Monte Cassino

17 January – 18 May 1944

WW2 - Monte Cassino

After the landings at Salerno the American-British Fifth Army advanced up the coast road of Route 7 and the main road to Rome, Route 6. The Germans used delaying tactics to slow them down, to allow the construction of the Gustav Line: static defences running from coast to coast right across Italy.

The Facts

  • Date: 17 January – 18 May 1944
  • Location: Monte Cassino, Italy
Countries Involved
United Kingdom
United States
Free France
New Zealand
South Africa
Italian Royalist Army
German Empire
Italian Social Republic
Countries Commanders
Harold Alexander
Oliver Leese
Mark Clark
Albert Kesselring
Heinrich von Vietinghoff
F.V. Senger und Etterlin
Number of Casualties
Around 55,000 Around 20,000

Battle result: Allied victory

At Cassino, the position was also dominated by the massif of Monte Cassino: a huge rocky outcrop with the Cassino monastery on it which looked down on Route 6. No advance was possible here until that area was cleared and over the course of five months, four major battles were fought here. Initially the Americans tried to break through, but severed heavy losses along the Rapido River. In February 1944 British troops were convinced the Germans were in the monastery and it was decided to bomb it flat. An attempt to take the high points like Hill 593 and indeed the monastery itself failed.

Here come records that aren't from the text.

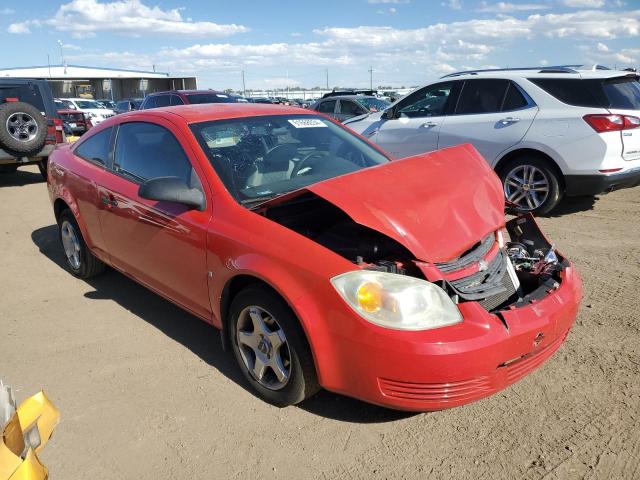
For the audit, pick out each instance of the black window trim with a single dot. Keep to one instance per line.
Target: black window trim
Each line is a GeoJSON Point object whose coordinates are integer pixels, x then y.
{"type": "Point", "coordinates": [104, 165]}
{"type": "Point", "coordinates": [130, 177]}
{"type": "Point", "coordinates": [529, 100]}
{"type": "Point", "coordinates": [450, 105]}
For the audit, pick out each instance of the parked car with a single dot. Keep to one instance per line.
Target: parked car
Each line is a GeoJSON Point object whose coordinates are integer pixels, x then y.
{"type": "Point", "coordinates": [344, 107]}
{"type": "Point", "coordinates": [187, 97]}
{"type": "Point", "coordinates": [265, 100]}
{"type": "Point", "coordinates": [96, 113]}
{"type": "Point", "coordinates": [547, 132]}
{"type": "Point", "coordinates": [128, 105]}
{"type": "Point", "coordinates": [323, 262]}
{"type": "Point", "coordinates": [110, 104]}
{"type": "Point", "coordinates": [30, 127]}
{"type": "Point", "coordinates": [76, 121]}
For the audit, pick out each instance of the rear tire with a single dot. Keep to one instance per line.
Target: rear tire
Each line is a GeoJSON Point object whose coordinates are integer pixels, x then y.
{"type": "Point", "coordinates": [8, 168]}
{"type": "Point", "coordinates": [23, 129]}
{"type": "Point", "coordinates": [531, 184]}
{"type": "Point", "coordinates": [42, 166]}
{"type": "Point", "coordinates": [81, 262]}
{"type": "Point", "coordinates": [256, 350]}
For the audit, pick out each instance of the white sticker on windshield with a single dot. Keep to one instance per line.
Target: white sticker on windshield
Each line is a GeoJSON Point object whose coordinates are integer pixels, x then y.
{"type": "Point", "coordinates": [307, 123]}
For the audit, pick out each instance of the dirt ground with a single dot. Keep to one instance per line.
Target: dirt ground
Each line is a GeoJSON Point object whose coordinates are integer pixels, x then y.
{"type": "Point", "coordinates": [146, 391]}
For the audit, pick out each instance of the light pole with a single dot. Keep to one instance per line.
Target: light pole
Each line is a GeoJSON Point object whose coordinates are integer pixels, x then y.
{"type": "Point", "coordinates": [61, 54]}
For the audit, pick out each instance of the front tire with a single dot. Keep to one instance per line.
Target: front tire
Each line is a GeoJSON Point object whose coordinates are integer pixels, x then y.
{"type": "Point", "coordinates": [81, 262]}
{"type": "Point", "coordinates": [530, 184]}
{"type": "Point", "coordinates": [271, 348]}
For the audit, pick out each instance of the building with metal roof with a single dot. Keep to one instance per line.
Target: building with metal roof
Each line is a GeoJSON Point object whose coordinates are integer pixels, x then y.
{"type": "Point", "coordinates": [101, 83]}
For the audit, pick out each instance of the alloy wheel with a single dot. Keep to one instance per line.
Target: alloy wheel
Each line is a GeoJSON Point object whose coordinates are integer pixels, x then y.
{"type": "Point", "coordinates": [526, 186]}
{"type": "Point", "coordinates": [22, 126]}
{"type": "Point", "coordinates": [263, 347]}
{"type": "Point", "coordinates": [71, 244]}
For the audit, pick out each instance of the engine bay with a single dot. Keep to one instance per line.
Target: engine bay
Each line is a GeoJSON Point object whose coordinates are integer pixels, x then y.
{"type": "Point", "coordinates": [523, 269]}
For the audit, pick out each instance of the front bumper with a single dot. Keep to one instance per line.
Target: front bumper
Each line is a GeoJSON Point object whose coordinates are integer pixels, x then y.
{"type": "Point", "coordinates": [452, 366]}
{"type": "Point", "coordinates": [577, 185]}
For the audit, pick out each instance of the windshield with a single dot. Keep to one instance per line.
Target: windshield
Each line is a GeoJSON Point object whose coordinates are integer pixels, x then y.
{"type": "Point", "coordinates": [258, 158]}
{"type": "Point", "coordinates": [374, 104]}
{"type": "Point", "coordinates": [87, 104]}
{"type": "Point", "coordinates": [210, 98]}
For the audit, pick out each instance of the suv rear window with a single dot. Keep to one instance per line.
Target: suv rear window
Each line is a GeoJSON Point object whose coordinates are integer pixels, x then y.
{"type": "Point", "coordinates": [621, 92]}
{"type": "Point", "coordinates": [23, 93]}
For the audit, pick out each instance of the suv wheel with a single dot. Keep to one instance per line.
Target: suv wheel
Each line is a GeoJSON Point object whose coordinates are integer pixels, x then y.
{"type": "Point", "coordinates": [81, 262]}
{"type": "Point", "coordinates": [271, 348]}
{"type": "Point", "coordinates": [23, 129]}
{"type": "Point", "coordinates": [531, 185]}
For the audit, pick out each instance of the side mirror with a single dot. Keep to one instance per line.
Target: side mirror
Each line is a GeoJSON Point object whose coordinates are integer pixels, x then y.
{"type": "Point", "coordinates": [172, 189]}
{"type": "Point", "coordinates": [389, 114]}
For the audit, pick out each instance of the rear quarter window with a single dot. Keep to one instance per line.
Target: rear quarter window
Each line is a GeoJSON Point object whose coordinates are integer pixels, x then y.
{"type": "Point", "coordinates": [95, 149]}
{"type": "Point", "coordinates": [619, 93]}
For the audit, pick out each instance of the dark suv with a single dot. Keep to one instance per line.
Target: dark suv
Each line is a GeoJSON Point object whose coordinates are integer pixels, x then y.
{"type": "Point", "coordinates": [29, 124]}
{"type": "Point", "coordinates": [343, 107]}
{"type": "Point", "coordinates": [186, 97]}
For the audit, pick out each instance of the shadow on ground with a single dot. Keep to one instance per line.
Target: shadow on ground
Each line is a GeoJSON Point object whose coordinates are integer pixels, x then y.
{"type": "Point", "coordinates": [199, 337]}
{"type": "Point", "coordinates": [569, 205]}
{"type": "Point", "coordinates": [19, 178]}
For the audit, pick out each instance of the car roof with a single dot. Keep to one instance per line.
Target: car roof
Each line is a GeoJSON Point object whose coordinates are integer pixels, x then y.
{"type": "Point", "coordinates": [185, 92]}
{"type": "Point", "coordinates": [571, 71]}
{"type": "Point", "coordinates": [219, 111]}
{"type": "Point", "coordinates": [347, 97]}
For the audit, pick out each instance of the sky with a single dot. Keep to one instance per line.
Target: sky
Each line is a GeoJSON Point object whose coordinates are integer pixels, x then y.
{"type": "Point", "coordinates": [280, 43]}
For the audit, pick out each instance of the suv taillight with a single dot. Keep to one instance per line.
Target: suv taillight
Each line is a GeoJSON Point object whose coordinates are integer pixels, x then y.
{"type": "Point", "coordinates": [611, 123]}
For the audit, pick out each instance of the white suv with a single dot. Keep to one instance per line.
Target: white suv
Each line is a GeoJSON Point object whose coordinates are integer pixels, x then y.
{"type": "Point", "coordinates": [93, 109]}
{"type": "Point", "coordinates": [547, 132]}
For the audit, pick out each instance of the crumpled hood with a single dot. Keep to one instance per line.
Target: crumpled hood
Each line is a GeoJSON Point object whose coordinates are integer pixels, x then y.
{"type": "Point", "coordinates": [437, 204]}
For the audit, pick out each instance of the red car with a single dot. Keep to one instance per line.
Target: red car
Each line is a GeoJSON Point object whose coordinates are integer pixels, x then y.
{"type": "Point", "coordinates": [323, 262]}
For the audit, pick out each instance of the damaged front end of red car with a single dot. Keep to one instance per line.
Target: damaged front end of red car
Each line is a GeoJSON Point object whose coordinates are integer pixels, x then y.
{"type": "Point", "coordinates": [516, 294]}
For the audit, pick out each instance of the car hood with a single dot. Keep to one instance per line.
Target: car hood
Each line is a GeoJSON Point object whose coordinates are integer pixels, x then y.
{"type": "Point", "coordinates": [437, 205]}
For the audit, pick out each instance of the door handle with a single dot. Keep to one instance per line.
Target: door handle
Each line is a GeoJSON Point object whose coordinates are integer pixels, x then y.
{"type": "Point", "coordinates": [506, 121]}
{"type": "Point", "coordinates": [109, 201]}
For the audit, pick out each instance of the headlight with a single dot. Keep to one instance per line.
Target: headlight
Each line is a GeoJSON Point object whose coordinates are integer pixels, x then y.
{"type": "Point", "coordinates": [396, 301]}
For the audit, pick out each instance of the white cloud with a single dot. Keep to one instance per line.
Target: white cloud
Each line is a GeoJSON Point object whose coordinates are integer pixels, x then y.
{"type": "Point", "coordinates": [19, 28]}
{"type": "Point", "coordinates": [507, 7]}
{"type": "Point", "coordinates": [584, 3]}
{"type": "Point", "coordinates": [453, 4]}
{"type": "Point", "coordinates": [85, 18]}
{"type": "Point", "coordinates": [424, 52]}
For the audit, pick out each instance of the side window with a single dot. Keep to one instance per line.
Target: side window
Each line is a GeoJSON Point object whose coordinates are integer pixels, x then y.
{"type": "Point", "coordinates": [348, 107]}
{"type": "Point", "coordinates": [430, 101]}
{"type": "Point", "coordinates": [482, 96]}
{"type": "Point", "coordinates": [95, 148]}
{"type": "Point", "coordinates": [145, 151]}
{"type": "Point", "coordinates": [514, 99]}
{"type": "Point", "coordinates": [327, 107]}
{"type": "Point", "coordinates": [163, 100]}
{"type": "Point", "coordinates": [150, 102]}
{"type": "Point", "coordinates": [176, 100]}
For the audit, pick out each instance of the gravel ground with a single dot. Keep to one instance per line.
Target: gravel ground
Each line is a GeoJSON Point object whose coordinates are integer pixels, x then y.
{"type": "Point", "coordinates": [146, 391]}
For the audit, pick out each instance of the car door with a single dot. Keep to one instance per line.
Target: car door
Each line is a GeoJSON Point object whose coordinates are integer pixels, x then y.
{"type": "Point", "coordinates": [412, 126]}
{"type": "Point", "coordinates": [491, 114]}
{"type": "Point", "coordinates": [161, 244]}
{"type": "Point", "coordinates": [84, 181]}
{"type": "Point", "coordinates": [347, 109]}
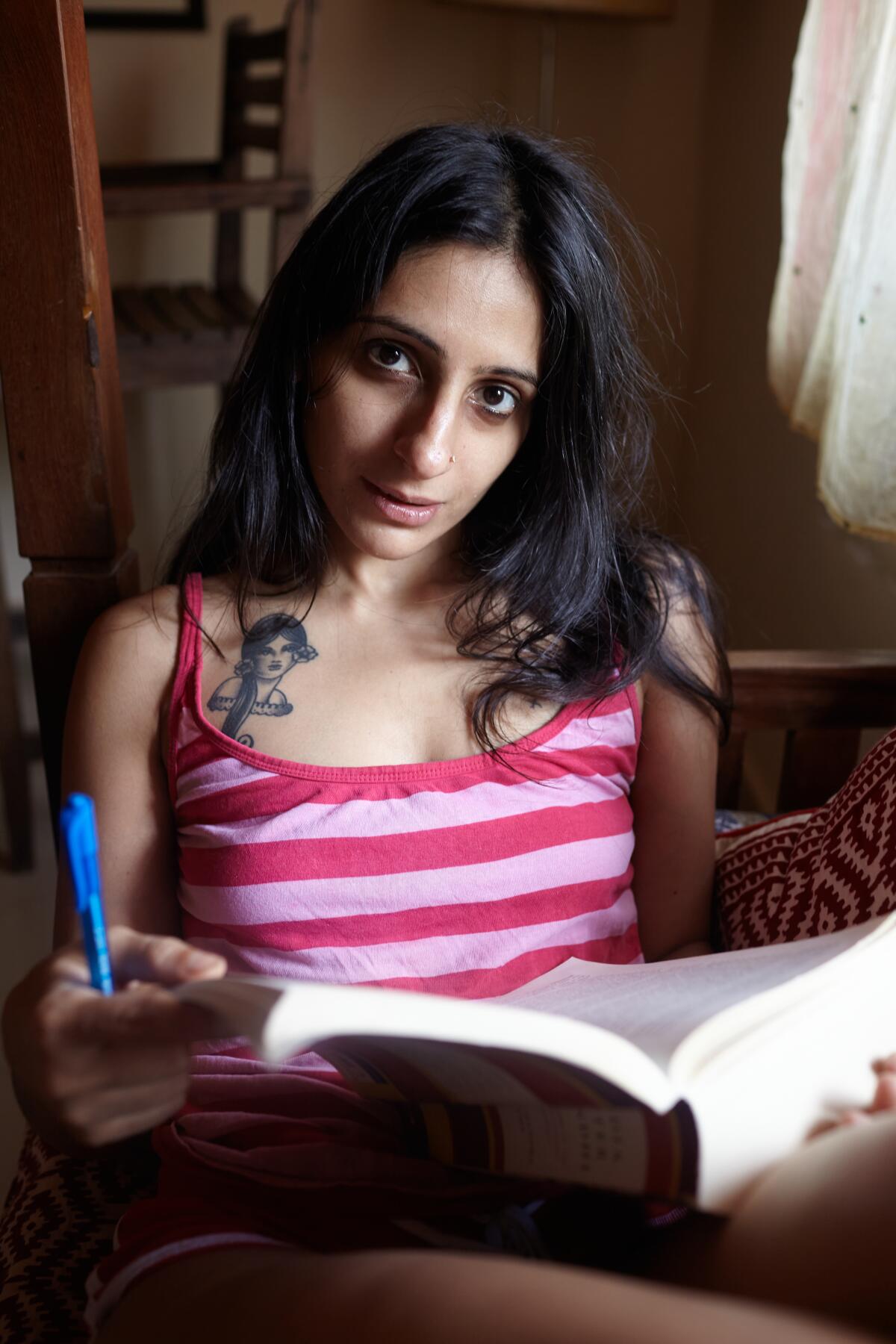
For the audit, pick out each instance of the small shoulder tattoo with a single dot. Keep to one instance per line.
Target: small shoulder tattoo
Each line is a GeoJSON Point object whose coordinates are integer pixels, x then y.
{"type": "Point", "coordinates": [270, 650]}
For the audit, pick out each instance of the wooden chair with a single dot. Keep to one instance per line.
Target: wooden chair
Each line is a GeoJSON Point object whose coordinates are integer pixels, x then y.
{"type": "Point", "coordinates": [193, 334]}
{"type": "Point", "coordinates": [821, 702]}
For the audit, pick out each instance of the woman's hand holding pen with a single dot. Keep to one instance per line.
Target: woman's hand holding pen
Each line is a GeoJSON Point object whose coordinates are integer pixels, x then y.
{"type": "Point", "coordinates": [92, 1068]}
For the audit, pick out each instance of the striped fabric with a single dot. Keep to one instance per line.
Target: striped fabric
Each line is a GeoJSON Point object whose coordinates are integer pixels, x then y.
{"type": "Point", "coordinates": [464, 877]}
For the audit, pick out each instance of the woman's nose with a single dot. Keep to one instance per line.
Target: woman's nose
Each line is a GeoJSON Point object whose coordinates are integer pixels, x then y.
{"type": "Point", "coordinates": [426, 438]}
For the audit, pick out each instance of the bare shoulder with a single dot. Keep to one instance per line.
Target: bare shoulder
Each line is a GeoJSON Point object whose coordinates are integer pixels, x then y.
{"type": "Point", "coordinates": [134, 643]}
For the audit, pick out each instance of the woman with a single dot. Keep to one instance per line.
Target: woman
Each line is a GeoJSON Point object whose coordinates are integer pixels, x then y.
{"type": "Point", "coordinates": [429, 460]}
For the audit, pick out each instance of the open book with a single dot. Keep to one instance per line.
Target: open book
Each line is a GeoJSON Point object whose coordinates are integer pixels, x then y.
{"type": "Point", "coordinates": [682, 1080]}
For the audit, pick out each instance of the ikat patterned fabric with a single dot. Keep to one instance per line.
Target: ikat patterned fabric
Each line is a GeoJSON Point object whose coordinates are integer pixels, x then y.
{"type": "Point", "coordinates": [813, 873]}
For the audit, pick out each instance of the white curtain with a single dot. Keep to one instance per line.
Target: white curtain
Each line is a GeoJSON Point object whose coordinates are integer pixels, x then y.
{"type": "Point", "coordinates": [832, 336]}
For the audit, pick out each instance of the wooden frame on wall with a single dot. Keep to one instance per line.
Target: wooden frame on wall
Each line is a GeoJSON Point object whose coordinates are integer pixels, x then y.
{"type": "Point", "coordinates": [146, 13]}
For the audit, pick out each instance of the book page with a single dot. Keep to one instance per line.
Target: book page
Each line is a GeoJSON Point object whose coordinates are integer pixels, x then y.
{"type": "Point", "coordinates": [659, 1006]}
{"type": "Point", "coordinates": [432, 1048]}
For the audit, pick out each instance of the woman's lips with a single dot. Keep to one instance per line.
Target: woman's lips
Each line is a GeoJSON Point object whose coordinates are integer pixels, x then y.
{"type": "Point", "coordinates": [401, 510]}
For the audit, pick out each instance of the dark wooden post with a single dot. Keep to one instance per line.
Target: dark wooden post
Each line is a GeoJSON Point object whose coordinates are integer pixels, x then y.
{"type": "Point", "coordinates": [58, 352]}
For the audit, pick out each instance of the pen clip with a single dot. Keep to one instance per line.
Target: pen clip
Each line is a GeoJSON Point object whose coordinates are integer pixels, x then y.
{"type": "Point", "coordinates": [78, 827]}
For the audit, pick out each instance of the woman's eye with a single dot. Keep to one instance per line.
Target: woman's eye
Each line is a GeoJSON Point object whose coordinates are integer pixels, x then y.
{"type": "Point", "coordinates": [390, 356]}
{"type": "Point", "coordinates": [496, 399]}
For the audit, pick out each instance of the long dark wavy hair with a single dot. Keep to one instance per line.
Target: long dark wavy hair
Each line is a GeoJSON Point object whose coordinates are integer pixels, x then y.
{"type": "Point", "coordinates": [566, 584]}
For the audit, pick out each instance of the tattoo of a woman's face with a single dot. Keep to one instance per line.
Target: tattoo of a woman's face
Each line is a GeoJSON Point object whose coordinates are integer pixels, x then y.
{"type": "Point", "coordinates": [272, 647]}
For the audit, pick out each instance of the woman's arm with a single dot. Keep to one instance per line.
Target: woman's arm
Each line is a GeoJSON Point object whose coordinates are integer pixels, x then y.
{"type": "Point", "coordinates": [113, 750]}
{"type": "Point", "coordinates": [673, 803]}
{"type": "Point", "coordinates": [90, 1068]}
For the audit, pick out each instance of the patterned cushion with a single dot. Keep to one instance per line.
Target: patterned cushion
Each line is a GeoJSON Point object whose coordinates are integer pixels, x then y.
{"type": "Point", "coordinates": [57, 1223]}
{"type": "Point", "coordinates": [782, 880]}
{"type": "Point", "coordinates": [812, 873]}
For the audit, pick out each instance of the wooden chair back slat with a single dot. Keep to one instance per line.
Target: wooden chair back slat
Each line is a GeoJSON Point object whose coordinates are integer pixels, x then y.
{"type": "Point", "coordinates": [815, 764]}
{"type": "Point", "coordinates": [183, 335]}
{"type": "Point", "coordinates": [821, 700]}
{"type": "Point", "coordinates": [62, 398]}
{"type": "Point", "coordinates": [255, 92]}
{"type": "Point", "coordinates": [731, 764]}
{"type": "Point", "coordinates": [249, 134]}
{"type": "Point", "coordinates": [245, 47]}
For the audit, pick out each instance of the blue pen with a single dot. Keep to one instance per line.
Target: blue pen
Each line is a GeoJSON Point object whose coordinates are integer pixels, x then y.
{"type": "Point", "coordinates": [78, 826]}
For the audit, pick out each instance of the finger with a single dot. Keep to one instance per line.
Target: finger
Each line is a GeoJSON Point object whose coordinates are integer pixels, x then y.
{"type": "Point", "coordinates": [161, 959]}
{"type": "Point", "coordinates": [884, 1093]}
{"type": "Point", "coordinates": [146, 1015]}
{"type": "Point", "coordinates": [125, 1112]}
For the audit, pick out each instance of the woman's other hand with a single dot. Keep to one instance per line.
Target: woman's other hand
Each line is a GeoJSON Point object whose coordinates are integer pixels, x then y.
{"type": "Point", "coordinates": [884, 1100]}
{"type": "Point", "coordinates": [92, 1068]}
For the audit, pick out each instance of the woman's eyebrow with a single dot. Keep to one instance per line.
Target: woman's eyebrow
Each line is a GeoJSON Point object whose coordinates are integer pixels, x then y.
{"type": "Point", "coordinates": [500, 370]}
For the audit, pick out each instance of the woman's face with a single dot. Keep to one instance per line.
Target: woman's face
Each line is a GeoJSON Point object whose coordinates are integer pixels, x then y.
{"type": "Point", "coordinates": [433, 403]}
{"type": "Point", "coordinates": [274, 658]}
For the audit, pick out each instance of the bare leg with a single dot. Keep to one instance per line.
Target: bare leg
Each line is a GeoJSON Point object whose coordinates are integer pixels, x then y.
{"type": "Point", "coordinates": [433, 1297]}
{"type": "Point", "coordinates": [818, 1233]}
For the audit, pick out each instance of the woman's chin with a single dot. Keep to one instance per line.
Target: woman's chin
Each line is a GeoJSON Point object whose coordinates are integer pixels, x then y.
{"type": "Point", "coordinates": [394, 544]}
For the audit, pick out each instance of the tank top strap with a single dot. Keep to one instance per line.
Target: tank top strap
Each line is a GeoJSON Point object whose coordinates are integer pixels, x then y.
{"type": "Point", "coordinates": [188, 660]}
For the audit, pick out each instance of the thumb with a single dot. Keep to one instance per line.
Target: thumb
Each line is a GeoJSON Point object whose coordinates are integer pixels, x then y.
{"type": "Point", "coordinates": [160, 959]}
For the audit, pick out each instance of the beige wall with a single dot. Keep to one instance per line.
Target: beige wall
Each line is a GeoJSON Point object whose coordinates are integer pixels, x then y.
{"type": "Point", "coordinates": [687, 121]}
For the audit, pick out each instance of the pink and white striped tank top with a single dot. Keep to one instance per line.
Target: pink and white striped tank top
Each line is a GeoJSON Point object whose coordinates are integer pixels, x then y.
{"type": "Point", "coordinates": [467, 877]}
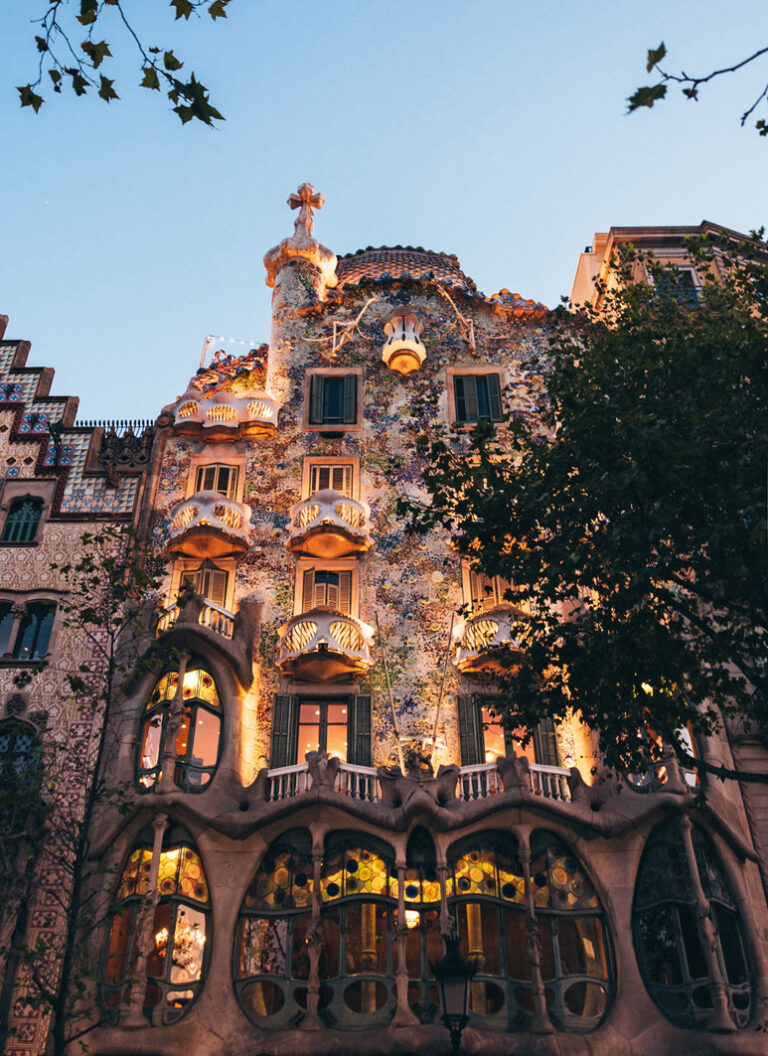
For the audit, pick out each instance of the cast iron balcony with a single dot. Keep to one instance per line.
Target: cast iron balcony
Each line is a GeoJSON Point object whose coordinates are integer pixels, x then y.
{"type": "Point", "coordinates": [329, 525]}
{"type": "Point", "coordinates": [210, 525]}
{"type": "Point", "coordinates": [484, 642]}
{"type": "Point", "coordinates": [324, 645]}
{"type": "Point", "coordinates": [224, 416]}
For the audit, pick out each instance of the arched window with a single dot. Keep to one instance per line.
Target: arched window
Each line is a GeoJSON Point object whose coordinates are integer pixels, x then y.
{"type": "Point", "coordinates": [199, 737]}
{"type": "Point", "coordinates": [487, 896]}
{"type": "Point", "coordinates": [34, 633]}
{"type": "Point", "coordinates": [22, 521]}
{"type": "Point", "coordinates": [176, 961]}
{"type": "Point", "coordinates": [667, 939]}
{"type": "Point", "coordinates": [272, 963]}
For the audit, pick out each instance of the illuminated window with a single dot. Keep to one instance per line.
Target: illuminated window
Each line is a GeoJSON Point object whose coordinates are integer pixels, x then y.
{"type": "Point", "coordinates": [339, 726]}
{"type": "Point", "coordinates": [483, 737]}
{"type": "Point", "coordinates": [218, 477]}
{"type": "Point", "coordinates": [22, 521]}
{"type": "Point", "coordinates": [486, 890]}
{"type": "Point", "coordinates": [176, 959]}
{"type": "Point", "coordinates": [209, 582]}
{"type": "Point", "coordinates": [667, 938]}
{"type": "Point", "coordinates": [199, 736]}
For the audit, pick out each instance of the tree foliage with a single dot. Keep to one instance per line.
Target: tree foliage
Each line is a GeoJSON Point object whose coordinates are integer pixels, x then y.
{"type": "Point", "coordinates": [649, 95]}
{"type": "Point", "coordinates": [64, 60]}
{"type": "Point", "coordinates": [631, 520]}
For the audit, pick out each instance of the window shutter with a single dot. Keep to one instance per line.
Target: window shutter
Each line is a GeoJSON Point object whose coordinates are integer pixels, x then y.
{"type": "Point", "coordinates": [344, 594]}
{"type": "Point", "coordinates": [317, 387]}
{"type": "Point", "coordinates": [358, 732]}
{"type": "Point", "coordinates": [468, 733]}
{"type": "Point", "coordinates": [545, 742]}
{"type": "Point", "coordinates": [307, 590]}
{"type": "Point", "coordinates": [350, 398]}
{"type": "Point", "coordinates": [284, 731]}
{"type": "Point", "coordinates": [494, 397]}
{"type": "Point", "coordinates": [216, 586]}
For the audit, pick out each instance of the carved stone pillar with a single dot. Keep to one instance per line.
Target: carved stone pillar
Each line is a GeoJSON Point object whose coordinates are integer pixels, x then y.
{"type": "Point", "coordinates": [144, 937]}
{"type": "Point", "coordinates": [312, 1020]}
{"type": "Point", "coordinates": [720, 1018]}
{"type": "Point", "coordinates": [403, 1016]}
{"type": "Point", "coordinates": [541, 1022]}
{"type": "Point", "coordinates": [175, 717]}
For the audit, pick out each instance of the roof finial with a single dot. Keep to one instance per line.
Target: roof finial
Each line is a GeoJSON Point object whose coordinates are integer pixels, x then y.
{"type": "Point", "coordinates": [305, 201]}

In March 1944 there was heavy fighting in the town when New Zealand troops attacked and an attempt to take tanks to outflank Monte Cassino via a specially constructed route through the hills called Cavendish Road. But still it remained in German hands and it was not until the final battle in May 1944 that Monte Cassino and the Liri Valley was captured, allowing the advance up Route 6 to continue. Polish troops took the ruins of the monastery at this time, and in the Liri Valley British, Canadian and Indian troops broke the final area of the Gustav Line and its fall-back position, the Hitler Line. The battles of Monte Cassino had cost the Allies over 55,000 casualties in 1944.